In 1967, George Romero wrote and directed the original fright "Night" in a Pittsburgh suburb. He had a tiny budget ($100,000), a cast of unknowns (most of them deservedly so) and grainy black-and-white film stock. Scary as Hell itself, "Night of the Living Dead" achieved deserved cult status and kicked off a flood of "Dead Shall Walk the Earth" films, many of which can be found on the horror shelf at your neighborhood video store (including Romero's own sequels, "Dawn of ..." and "Day of ...").

Like the film itself, Romero is back -- as writer and co-producer of a $4.2 million remake, in color, of course. Romero and his original partners apparently made no money from the original, and Romero admitted to the Wall Street Journal that the reasons for remaking the film were "purely financial." It shows. In the director's chair for the first time: Tom Savini, the king of splatter whose gory, deathlike special effects redefined celluloid horror in the '70s and '80s.

The plot is essentially the same, with a few twists and stomach-turns (the least clever of which is the ending, which is still unhappy, but bumbled). For some reason, the recently dead start coming back to life and stalking the soon-to-be-dead, a most disturbing development for the seven people who find themselves stranded at an isolated farmhouse. The three live crew who dominate the defensive team are Ben (Tony Todd), Barbara (Patricia Tallman) and Harry (Tom Towles).
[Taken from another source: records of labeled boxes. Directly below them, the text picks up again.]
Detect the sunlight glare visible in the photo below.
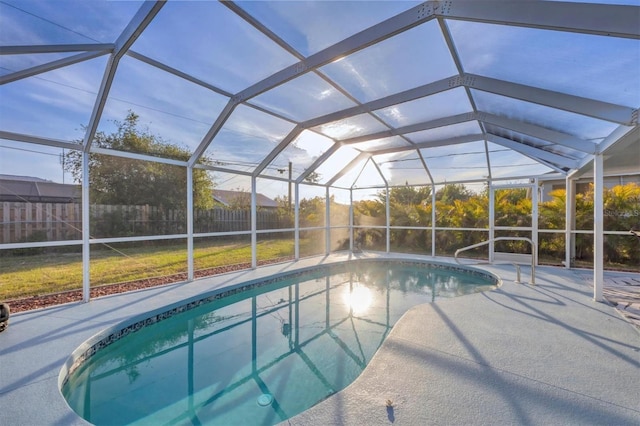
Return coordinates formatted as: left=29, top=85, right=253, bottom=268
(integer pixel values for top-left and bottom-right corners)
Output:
left=344, top=283, right=373, bottom=314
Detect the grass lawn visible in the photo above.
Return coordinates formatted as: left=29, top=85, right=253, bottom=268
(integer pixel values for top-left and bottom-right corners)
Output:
left=0, top=239, right=302, bottom=300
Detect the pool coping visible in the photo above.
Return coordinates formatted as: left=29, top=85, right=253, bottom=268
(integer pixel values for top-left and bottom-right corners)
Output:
left=58, top=257, right=502, bottom=389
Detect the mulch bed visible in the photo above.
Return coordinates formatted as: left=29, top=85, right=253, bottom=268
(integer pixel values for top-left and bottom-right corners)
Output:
left=5, top=257, right=293, bottom=314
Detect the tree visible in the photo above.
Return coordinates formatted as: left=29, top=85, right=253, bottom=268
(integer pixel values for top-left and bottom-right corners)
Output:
left=64, top=111, right=213, bottom=210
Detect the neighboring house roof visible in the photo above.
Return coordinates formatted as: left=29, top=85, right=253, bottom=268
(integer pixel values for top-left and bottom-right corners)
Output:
left=0, top=175, right=81, bottom=203
left=212, top=189, right=278, bottom=208
left=0, top=173, right=51, bottom=182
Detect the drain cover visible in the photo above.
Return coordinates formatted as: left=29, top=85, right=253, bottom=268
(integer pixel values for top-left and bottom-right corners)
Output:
left=258, top=393, right=273, bottom=407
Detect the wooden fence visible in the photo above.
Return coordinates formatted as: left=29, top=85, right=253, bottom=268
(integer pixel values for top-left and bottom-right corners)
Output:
left=0, top=202, right=293, bottom=244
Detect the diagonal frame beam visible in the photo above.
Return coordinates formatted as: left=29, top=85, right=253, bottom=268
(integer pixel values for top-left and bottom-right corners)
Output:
left=478, top=112, right=597, bottom=154
left=0, top=50, right=109, bottom=86
left=83, top=0, right=166, bottom=152
left=434, top=0, right=640, bottom=39
left=234, top=2, right=440, bottom=102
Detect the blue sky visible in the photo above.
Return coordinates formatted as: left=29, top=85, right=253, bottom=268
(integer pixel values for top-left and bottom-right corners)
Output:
left=0, top=0, right=640, bottom=196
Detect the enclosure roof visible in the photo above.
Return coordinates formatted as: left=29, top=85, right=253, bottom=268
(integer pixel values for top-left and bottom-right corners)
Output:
left=0, top=0, right=640, bottom=189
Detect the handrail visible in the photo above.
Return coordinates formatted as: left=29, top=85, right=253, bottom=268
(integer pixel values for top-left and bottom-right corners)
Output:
left=453, top=237, right=537, bottom=285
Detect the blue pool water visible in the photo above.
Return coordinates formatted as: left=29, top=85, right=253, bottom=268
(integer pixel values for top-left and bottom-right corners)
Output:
left=62, top=261, right=496, bottom=425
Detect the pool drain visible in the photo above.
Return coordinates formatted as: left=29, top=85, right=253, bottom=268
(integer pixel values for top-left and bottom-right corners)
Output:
left=258, top=393, right=273, bottom=407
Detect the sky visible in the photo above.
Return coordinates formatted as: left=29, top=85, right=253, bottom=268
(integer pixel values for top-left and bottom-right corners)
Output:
left=0, top=0, right=640, bottom=195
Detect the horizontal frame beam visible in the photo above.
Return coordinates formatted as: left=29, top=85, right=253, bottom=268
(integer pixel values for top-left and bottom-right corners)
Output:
left=440, top=0, right=640, bottom=39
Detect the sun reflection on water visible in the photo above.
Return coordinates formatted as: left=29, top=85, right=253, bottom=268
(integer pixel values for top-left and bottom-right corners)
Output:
left=344, top=283, right=373, bottom=314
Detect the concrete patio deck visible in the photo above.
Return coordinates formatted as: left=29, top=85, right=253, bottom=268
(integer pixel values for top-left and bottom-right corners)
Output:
left=0, top=255, right=640, bottom=425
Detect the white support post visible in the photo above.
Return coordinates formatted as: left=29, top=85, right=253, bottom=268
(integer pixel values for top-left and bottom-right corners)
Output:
left=349, top=188, right=354, bottom=254
left=593, top=154, right=604, bottom=302
left=324, top=186, right=331, bottom=256
left=531, top=178, right=540, bottom=266
left=385, top=185, right=391, bottom=253
left=82, top=151, right=91, bottom=302
left=187, top=166, right=195, bottom=281
left=564, top=176, right=576, bottom=269
left=431, top=180, right=436, bottom=257
left=251, top=176, right=258, bottom=269
left=296, top=182, right=300, bottom=260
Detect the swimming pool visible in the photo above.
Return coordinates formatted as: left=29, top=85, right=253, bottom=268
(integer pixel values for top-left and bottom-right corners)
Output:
left=60, top=260, right=498, bottom=425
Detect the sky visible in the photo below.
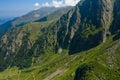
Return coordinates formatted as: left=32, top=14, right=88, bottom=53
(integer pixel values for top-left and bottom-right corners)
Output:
left=0, top=0, right=80, bottom=17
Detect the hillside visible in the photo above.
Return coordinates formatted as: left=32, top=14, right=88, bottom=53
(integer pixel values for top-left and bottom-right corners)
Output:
left=0, top=0, right=120, bottom=80
left=0, top=6, right=72, bottom=36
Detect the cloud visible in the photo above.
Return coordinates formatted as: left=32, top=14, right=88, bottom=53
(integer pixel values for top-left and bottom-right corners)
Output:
left=34, top=2, right=40, bottom=7
left=42, top=0, right=80, bottom=7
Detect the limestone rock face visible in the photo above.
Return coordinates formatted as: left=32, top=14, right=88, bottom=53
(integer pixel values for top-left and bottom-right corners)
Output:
left=57, top=0, right=120, bottom=54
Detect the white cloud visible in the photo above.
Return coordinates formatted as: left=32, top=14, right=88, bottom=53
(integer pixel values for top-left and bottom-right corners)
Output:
left=34, top=2, right=40, bottom=7
left=41, top=0, right=80, bottom=7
One of the striking things about the original was Romero's use of a black actor (the late Duane Jones) in the hero's role, more specifically his use of a black actor without any reference to color. Ben, then and now, is simply smart, resourceful and confident, a leader who manages to stay cool even when those around him are falling apart. This time around, the role of Barbara is slightly upgraded (as is her armament, perhaps a reflection of the feminist revolution between films). The trouble with Harry remains the same: He's a pompous jerk whose survival instinct overrides any sense of community. What little depth the film has revolves around the relationship among these three, but much of the action involves all of the living screaming at and fighting with each other while the hungry dead silently stumble toward dinner.

The dead are as slow, stupid, weak and clumsy as ever, though quite intent on getting into that old farmhouse: They have all the worst qualities of unwanted relatives and traveling salesmen. Of course, home is where the heart is, not to mention livers, kidneys and intestines. Somehow, though, they are less unnerving in dead color than they were in black-and-white. Savini and his effects men have opted for a previously lived-in look that's only a bit more scary than the dance troupe in Michael Jackson's "Thriller," and in 23 years every possible zombie cliche has apparently been explored. Even the famous cannibal scene is more shocking in the original film, which had a look halfway between documentary and hallucination.

This "Night of the Living Dead" is resurrected, but it's never brought to life.

Night of the Living Dead, at area theaters, is rated R and contains profanity and scenes of graphic violence.